L’Encyclopédie/1re édition/SÉRAPÉON
SERAPÉON, s. m. (antiq. d’Egypte.) temple fameux d’Alexandrie, ainsi nommé parce qu’on y avoit déposé la statue du dieu Sérapis.
Rufin qui étoit à Alexandrie lorsqu’il subsistoit encore, nous en a fait la description. C’est un lieu élevé, dit-il, non par la nature, mais de main d’homme. Il est, pour ainsi dire, suspendu en l’air. Ce vaste bâtiment est quarré, & soutenu sur des voûtes depuis le rez-de-chaussée jusqu’à ce qu’on soit arrivé au plainpié du temple, auquel on monte par plus de cent degrés. Ces voûtes sont partagées en plusieurs appartemens séparés les uns des autres, qui servent à différens ministeres secrets. Sur ces voûtes en-dehors sont de grandes salles pour conférer, des refectoires, & la maison où demeurent ceux qui ont la garde du temple. En-dedans régnoient des portiques qui composoient une espece de cloître au-tour de ce bâtiment quarré. C’étoit au milieu de ce cloître que s’élevoit le temple de Sérapis orné de colonnes, & dont les murs étoient de marbre.
Ptolomée, fils de Lagus, l’avoit fait bâtir, selon Tacite, dans un lieu où il y avoit eu long-tems auparavant une chapelle consacrée à Sérapis & à Isis, sur une petite éminence dans le quartier nommé Rhacotis, dont il faisoit le plus bel ornement.
Théophile, patriarche d’Alexandrie, ayant pris la résolution de ruiner absolument le paganisme dans la capitale de l’Egypte, fit tout ce qu’il put pour obtenir des ordres afin de mettre en exécutoon son dessein. Il obtint en effet de l’empereur Théodose en 390, un édit qui lui permettoit de démolir tous les temples.

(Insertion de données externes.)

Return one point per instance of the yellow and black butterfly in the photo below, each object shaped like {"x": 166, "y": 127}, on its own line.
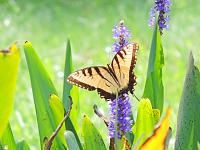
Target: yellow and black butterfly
{"x": 117, "y": 78}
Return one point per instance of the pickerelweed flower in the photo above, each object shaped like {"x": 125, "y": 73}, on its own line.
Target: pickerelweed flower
{"x": 162, "y": 7}
{"x": 121, "y": 106}
{"x": 121, "y": 33}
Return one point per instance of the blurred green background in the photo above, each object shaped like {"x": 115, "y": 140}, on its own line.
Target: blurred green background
{"x": 88, "y": 24}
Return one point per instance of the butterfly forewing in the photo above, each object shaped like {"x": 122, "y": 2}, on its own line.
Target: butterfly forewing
{"x": 123, "y": 64}
{"x": 95, "y": 78}
{"x": 118, "y": 77}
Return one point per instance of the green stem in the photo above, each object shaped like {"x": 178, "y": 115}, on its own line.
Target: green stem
{"x": 116, "y": 123}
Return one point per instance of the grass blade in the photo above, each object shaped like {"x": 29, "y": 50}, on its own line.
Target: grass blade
{"x": 71, "y": 122}
{"x": 42, "y": 87}
{"x": 71, "y": 141}
{"x": 9, "y": 64}
{"x": 22, "y": 145}
{"x": 188, "y": 124}
{"x": 154, "y": 86}
{"x": 7, "y": 139}
{"x": 58, "y": 114}
{"x": 159, "y": 137}
{"x": 145, "y": 122}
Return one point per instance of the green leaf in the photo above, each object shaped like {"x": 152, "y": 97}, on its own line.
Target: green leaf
{"x": 145, "y": 122}
{"x": 71, "y": 141}
{"x": 92, "y": 137}
{"x": 42, "y": 87}
{"x": 9, "y": 64}
{"x": 7, "y": 139}
{"x": 71, "y": 122}
{"x": 22, "y": 145}
{"x": 68, "y": 69}
{"x": 58, "y": 114}
{"x": 188, "y": 127}
{"x": 154, "y": 86}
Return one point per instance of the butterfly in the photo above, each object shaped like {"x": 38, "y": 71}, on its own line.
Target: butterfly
{"x": 114, "y": 79}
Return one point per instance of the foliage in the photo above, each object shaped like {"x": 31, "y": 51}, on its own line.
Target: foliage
{"x": 9, "y": 64}
{"x": 188, "y": 125}
{"x": 147, "y": 118}
{"x": 50, "y": 108}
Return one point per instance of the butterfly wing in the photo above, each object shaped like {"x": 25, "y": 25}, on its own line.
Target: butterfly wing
{"x": 123, "y": 64}
{"x": 95, "y": 78}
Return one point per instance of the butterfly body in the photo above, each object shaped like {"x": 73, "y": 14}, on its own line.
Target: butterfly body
{"x": 115, "y": 78}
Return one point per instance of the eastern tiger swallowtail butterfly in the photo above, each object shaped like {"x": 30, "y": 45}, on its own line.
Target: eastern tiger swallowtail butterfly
{"x": 117, "y": 78}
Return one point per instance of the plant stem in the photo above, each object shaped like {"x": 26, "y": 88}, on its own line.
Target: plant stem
{"x": 49, "y": 142}
{"x": 116, "y": 124}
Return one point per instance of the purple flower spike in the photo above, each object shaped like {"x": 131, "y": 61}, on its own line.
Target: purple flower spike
{"x": 123, "y": 116}
{"x": 162, "y": 7}
{"x": 121, "y": 33}
{"x": 122, "y": 105}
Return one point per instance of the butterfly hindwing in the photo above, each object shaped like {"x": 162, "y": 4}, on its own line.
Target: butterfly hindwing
{"x": 95, "y": 78}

L’expédition de Théophile se fit avec tout le zele destructeur dont il étoit capable, & il n’étoit pas petit. Les choses ne se passerent pas sans tumulte ; les payens, au rapport des auteurs ecclésiastiques, outrés de ce qu’on vouloit abolir leur ancienne religion, se retirerent dans le Sérapéon, comme dans une citadelle ; de-là ils se défendirent, & soutinrent les attaques des chrétiens. Quelques philosophes s’étoient mélés dans cette émeute en faveur de leurs compatriotes ; mais Théophile appuyé du préfet d’Alexandrie & du commandant des troupes, ayant eu l’avantage, un grand nombre de savans du paganisme cruellement persécutés, furent obligés de prendre la fuite, & de se disperser dans plusieurs villes de l’empire. On nomme entre autres le philosophe Olympus & les grammairiens Ammonius & Helladius. Ce magnifique temple de Sérapis fut détruit de fond en comble, & quelque tems après on bâtit à sa place une église à laquelle on donna le nom de l’empereur Arcadius.
Ce temple avoit une bibliotheque qui devint très célebre, & qui n’étoit cependant qu’un supplément de la bibliotheque d’Alexandrie, aussi l’appelloit-on sa fille ; mais avec le tems cette fille devint belle & grande ; elle échappa aux flammes qui consumerent celle d’Alexandrie. On croit que ce fut dans le Sérapéon que Cléopatre mit les deux cens mille volumes de celle de Pergame, dont Marc-Antoine lui fit présent. Cette addition & d’autres que les conjonctures amenerent, rendirent la bibliotheque du Sérapéon plus nombreuse que celle dont elle tiroit sa naissance. Pillée plus d’une fois pendant les révolutions de l’empire romain, elle se rétablit toujours de ses pertes. En un mot, elle a subsisté ouvrant ses trésors aux curieux jusqu’au vij. siecle, qu’elle eut enfin le même sort que sa mere, & qu’elle fut brûlée par les Sarrasins quand ils prirent Alexandrie l’an de J. C. 642. (D. J.)